FFS dentistry isn’t going away, but it is being ignored by many dental offices who feel bound by insurance limitations and perceived financial restrictions.

Debra Engelhardt-Nash
debraengelhardtnash.com/

I do not believe that FFS dentistry is dead. That being said, I do think FFS dentistry will represent a much smaller piece of the overall dental services delivery system in the future.

It is estimated that approximately 40% of people in the United States do not have dental insurance. While some represent the underprivileged and underserved, many others are actually those who are well-off financially and care about quality and their own health and well-being. This is the primary market and the niche for FFS dentistry and a portion of the 60% who have insurance will still have plans with latitude and reimbursement schedules that can fit nicely in the FFS model.

As we have seen, and was predicted by Avrom King years ago, the dental delivery system has evolved (and continues to evolve) into three distinct segments - the cost-conscious, the quality-oriented, and convenience.

This is not unique to dentistry. Most other businesses/industries have already faced this shifting marketing and business challenge. For example: Walmart serves the cost conscious; Seven-Eleven serves the convenience; and Nordstrom serves the quality conscious.

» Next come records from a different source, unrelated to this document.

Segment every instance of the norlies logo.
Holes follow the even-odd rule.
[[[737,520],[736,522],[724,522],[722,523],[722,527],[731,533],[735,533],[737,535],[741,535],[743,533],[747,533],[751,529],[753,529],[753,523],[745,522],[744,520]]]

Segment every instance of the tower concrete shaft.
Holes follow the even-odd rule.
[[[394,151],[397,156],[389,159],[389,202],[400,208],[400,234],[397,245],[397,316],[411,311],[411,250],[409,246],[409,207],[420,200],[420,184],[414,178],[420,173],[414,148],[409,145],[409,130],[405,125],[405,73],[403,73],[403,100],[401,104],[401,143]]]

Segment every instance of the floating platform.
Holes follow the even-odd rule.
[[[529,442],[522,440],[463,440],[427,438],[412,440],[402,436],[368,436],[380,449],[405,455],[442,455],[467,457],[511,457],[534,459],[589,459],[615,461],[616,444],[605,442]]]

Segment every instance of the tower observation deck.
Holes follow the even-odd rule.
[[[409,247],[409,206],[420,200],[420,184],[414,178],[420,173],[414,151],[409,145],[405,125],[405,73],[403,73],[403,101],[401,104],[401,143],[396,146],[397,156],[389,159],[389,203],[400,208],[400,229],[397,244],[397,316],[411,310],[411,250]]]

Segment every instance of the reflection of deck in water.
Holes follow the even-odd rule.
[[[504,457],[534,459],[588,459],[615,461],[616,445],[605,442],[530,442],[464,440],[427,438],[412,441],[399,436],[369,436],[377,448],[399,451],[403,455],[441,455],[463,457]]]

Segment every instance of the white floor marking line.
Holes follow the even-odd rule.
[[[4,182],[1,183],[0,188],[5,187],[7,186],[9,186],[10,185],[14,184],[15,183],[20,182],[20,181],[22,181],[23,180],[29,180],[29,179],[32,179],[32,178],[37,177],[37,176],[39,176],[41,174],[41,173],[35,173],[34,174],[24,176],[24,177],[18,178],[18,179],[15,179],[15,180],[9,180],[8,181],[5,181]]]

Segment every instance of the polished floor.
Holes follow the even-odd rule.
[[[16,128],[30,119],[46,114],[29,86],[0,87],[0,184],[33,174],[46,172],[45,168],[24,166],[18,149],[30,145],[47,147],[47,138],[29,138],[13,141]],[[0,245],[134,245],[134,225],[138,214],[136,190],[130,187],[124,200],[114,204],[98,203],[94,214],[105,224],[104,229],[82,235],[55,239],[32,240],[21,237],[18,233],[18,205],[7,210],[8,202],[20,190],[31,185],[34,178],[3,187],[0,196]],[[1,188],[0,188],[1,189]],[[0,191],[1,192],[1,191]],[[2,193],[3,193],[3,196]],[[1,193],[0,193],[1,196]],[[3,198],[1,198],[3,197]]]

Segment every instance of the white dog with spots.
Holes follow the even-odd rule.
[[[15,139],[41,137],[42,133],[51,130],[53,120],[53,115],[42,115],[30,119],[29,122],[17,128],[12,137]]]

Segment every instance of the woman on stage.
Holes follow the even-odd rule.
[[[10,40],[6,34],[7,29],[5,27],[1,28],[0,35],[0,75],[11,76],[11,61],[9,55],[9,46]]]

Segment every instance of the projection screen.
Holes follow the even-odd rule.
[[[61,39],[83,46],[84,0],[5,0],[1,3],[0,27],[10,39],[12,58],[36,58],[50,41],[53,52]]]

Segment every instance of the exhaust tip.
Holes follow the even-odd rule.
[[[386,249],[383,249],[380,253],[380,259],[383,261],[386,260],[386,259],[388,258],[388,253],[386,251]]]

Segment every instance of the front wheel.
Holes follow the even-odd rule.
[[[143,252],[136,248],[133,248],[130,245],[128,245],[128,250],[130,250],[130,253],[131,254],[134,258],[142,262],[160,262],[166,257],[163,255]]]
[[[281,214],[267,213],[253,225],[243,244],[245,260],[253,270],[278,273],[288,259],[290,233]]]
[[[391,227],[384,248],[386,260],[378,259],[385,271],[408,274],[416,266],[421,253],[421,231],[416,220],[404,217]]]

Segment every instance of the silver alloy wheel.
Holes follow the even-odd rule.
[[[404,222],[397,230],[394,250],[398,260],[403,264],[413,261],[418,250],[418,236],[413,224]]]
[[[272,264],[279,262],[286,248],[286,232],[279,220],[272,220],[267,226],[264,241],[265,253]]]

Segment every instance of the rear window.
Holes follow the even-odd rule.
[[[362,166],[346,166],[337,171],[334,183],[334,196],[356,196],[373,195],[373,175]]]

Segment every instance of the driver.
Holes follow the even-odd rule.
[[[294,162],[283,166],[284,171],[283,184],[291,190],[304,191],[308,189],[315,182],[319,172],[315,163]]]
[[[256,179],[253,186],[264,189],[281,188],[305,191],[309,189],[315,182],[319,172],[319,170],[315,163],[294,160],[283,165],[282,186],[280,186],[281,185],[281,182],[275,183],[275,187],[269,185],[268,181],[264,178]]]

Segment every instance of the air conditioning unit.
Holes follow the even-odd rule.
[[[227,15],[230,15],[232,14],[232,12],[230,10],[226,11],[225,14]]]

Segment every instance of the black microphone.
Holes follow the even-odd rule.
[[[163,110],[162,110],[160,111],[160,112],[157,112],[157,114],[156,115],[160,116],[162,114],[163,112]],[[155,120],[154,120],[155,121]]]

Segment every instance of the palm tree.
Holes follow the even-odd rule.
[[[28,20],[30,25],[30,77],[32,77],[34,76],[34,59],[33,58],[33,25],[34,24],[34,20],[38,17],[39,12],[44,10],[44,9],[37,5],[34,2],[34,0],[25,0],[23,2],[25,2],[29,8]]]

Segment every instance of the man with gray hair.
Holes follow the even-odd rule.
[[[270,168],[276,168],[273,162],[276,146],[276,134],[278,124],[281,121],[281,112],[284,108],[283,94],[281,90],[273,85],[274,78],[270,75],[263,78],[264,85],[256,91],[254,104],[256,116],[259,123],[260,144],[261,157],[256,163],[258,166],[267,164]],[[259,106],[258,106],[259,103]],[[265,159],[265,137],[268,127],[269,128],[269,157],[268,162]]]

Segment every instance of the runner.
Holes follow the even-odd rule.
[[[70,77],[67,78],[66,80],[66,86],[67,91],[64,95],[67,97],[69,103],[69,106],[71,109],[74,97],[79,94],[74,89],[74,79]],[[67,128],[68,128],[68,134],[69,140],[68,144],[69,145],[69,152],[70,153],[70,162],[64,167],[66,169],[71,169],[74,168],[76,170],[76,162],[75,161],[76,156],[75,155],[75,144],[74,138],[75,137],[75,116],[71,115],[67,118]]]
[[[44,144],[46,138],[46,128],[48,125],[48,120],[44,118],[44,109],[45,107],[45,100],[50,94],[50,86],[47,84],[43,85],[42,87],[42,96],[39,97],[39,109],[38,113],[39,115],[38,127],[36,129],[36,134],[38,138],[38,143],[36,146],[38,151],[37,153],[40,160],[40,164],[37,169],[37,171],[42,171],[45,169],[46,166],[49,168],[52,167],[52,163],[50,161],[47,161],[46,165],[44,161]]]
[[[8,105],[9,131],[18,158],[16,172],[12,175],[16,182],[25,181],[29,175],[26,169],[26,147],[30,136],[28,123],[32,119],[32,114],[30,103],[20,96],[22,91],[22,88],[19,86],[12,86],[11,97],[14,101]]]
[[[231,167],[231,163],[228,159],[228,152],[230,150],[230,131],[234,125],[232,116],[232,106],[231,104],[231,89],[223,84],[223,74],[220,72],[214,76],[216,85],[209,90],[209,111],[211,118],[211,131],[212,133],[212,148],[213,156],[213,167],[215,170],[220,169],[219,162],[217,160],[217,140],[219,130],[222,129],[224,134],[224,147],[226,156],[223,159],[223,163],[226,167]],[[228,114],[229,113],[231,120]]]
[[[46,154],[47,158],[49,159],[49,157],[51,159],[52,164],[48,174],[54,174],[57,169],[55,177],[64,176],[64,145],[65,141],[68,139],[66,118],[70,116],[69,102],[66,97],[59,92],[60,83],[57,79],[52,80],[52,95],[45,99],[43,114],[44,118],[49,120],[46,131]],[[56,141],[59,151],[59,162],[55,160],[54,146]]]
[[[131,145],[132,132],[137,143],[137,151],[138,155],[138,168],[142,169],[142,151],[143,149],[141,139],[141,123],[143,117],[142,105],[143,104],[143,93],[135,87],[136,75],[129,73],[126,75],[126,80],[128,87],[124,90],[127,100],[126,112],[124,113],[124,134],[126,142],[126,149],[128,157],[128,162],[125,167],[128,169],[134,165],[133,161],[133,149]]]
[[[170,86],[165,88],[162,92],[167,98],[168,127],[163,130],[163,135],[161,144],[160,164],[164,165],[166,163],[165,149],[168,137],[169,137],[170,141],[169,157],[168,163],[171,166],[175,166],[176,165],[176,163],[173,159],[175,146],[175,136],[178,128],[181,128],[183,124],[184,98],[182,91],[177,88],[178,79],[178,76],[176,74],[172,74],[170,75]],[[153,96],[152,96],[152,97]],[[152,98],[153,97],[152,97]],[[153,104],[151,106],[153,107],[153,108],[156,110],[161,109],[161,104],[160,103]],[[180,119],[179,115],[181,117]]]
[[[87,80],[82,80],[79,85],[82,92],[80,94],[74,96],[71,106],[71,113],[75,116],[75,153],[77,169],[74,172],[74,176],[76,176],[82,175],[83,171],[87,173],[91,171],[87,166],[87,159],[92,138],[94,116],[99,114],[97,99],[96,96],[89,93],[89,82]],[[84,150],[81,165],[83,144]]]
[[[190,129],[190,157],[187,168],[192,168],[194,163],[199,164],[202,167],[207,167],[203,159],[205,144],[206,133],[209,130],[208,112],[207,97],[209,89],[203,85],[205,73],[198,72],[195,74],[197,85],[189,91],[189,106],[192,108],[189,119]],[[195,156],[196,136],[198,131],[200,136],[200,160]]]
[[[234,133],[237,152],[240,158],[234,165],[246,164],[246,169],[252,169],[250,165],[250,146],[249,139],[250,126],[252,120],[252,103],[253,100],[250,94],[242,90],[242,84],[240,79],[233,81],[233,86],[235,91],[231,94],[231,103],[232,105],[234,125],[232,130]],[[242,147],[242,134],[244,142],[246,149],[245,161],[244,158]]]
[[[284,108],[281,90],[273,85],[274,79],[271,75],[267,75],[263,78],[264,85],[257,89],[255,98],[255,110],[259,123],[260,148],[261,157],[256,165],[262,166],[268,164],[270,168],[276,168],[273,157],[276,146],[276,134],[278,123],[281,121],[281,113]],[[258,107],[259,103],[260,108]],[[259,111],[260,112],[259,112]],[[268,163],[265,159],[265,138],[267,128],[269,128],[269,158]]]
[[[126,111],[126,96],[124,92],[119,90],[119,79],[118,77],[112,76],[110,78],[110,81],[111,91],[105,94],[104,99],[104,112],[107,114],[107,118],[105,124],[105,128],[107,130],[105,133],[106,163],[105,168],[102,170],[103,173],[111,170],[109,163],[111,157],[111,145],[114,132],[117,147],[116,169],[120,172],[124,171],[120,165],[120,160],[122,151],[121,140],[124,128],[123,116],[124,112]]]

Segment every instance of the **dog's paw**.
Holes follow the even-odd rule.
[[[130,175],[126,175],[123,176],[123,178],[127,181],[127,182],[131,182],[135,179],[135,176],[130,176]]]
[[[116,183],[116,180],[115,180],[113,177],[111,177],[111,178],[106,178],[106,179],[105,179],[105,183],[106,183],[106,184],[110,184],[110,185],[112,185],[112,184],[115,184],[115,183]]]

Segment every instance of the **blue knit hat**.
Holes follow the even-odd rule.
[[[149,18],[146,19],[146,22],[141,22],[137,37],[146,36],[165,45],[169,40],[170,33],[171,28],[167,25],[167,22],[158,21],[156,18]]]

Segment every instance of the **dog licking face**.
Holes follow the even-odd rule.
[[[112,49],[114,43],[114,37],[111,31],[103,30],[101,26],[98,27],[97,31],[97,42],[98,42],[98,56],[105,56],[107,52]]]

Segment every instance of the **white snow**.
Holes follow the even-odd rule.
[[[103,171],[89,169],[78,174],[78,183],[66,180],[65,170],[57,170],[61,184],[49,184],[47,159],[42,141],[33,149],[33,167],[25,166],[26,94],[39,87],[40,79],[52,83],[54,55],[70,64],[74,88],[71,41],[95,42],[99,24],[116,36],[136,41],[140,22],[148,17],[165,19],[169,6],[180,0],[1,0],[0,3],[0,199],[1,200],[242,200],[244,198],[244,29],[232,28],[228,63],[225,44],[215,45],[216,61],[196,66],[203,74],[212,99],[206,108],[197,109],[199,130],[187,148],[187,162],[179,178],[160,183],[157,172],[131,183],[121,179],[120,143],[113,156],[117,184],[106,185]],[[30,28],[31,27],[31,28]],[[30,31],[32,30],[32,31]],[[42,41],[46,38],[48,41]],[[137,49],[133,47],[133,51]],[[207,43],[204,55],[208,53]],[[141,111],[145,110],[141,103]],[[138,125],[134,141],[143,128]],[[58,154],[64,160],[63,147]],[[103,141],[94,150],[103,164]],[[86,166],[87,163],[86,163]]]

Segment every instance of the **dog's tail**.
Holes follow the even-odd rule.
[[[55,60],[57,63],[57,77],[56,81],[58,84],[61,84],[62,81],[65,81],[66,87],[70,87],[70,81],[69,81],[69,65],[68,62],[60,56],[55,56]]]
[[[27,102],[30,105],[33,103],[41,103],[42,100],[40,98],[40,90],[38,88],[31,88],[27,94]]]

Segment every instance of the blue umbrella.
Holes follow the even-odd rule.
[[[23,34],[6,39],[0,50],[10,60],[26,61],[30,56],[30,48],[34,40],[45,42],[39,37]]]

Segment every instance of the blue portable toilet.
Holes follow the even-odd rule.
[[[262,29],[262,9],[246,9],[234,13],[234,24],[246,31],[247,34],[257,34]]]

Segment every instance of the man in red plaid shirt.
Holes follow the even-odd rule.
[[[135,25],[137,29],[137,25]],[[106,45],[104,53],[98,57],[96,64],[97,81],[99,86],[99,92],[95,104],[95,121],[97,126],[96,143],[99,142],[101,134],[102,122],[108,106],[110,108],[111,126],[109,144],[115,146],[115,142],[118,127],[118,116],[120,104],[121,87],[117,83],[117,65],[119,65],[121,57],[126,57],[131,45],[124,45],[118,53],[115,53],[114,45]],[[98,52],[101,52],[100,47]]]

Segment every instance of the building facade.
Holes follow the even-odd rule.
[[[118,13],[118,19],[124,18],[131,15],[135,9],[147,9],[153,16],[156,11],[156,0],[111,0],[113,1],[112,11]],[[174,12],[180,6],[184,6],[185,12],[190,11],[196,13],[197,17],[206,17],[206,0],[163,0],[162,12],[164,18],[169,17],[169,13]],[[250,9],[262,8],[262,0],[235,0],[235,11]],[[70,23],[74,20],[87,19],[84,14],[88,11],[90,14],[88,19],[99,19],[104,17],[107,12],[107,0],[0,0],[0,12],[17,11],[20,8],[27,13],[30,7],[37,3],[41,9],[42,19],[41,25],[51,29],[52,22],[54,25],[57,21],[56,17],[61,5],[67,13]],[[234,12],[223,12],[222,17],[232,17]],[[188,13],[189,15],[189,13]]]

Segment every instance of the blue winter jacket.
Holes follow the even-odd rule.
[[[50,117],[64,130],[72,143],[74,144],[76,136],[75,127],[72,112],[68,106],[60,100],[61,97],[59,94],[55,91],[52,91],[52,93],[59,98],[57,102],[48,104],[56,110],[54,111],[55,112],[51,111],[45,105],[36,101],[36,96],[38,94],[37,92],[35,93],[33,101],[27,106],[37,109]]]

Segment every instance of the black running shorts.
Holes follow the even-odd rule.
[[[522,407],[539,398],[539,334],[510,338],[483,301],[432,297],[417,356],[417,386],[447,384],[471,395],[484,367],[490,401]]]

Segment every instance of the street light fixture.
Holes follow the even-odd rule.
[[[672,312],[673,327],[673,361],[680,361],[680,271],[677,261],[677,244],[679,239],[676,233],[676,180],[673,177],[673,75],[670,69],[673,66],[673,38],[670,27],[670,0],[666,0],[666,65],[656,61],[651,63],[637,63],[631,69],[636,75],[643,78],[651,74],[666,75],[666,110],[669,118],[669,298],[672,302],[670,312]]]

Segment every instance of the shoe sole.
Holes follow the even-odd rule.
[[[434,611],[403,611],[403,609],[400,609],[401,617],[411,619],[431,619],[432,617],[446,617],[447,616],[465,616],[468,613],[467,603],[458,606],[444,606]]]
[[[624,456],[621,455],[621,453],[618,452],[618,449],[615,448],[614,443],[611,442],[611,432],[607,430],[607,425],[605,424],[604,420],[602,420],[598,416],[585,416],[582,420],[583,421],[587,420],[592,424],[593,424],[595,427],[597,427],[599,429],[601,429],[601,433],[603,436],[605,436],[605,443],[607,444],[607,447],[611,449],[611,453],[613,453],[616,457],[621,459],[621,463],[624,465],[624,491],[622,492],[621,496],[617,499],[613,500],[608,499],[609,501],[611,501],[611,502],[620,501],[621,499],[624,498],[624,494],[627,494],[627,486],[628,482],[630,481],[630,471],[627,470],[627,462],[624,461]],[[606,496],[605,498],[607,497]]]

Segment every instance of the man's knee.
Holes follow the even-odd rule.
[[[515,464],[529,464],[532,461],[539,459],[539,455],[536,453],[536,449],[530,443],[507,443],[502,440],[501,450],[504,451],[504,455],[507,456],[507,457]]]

This doesn’t mean they won’t sell to certain people it’s just that their marketing, branding and primary focus is to a certain segment. They recognize that they can’t be all things to all people.

Thriving as a FFS dentist requires this same type of clarification of vision, dedication to purpose and quality, and the execution of a well thought out business and marketing plan that will truly set the practice apart for patients who want, can afford, and expect quality care and a quality experience.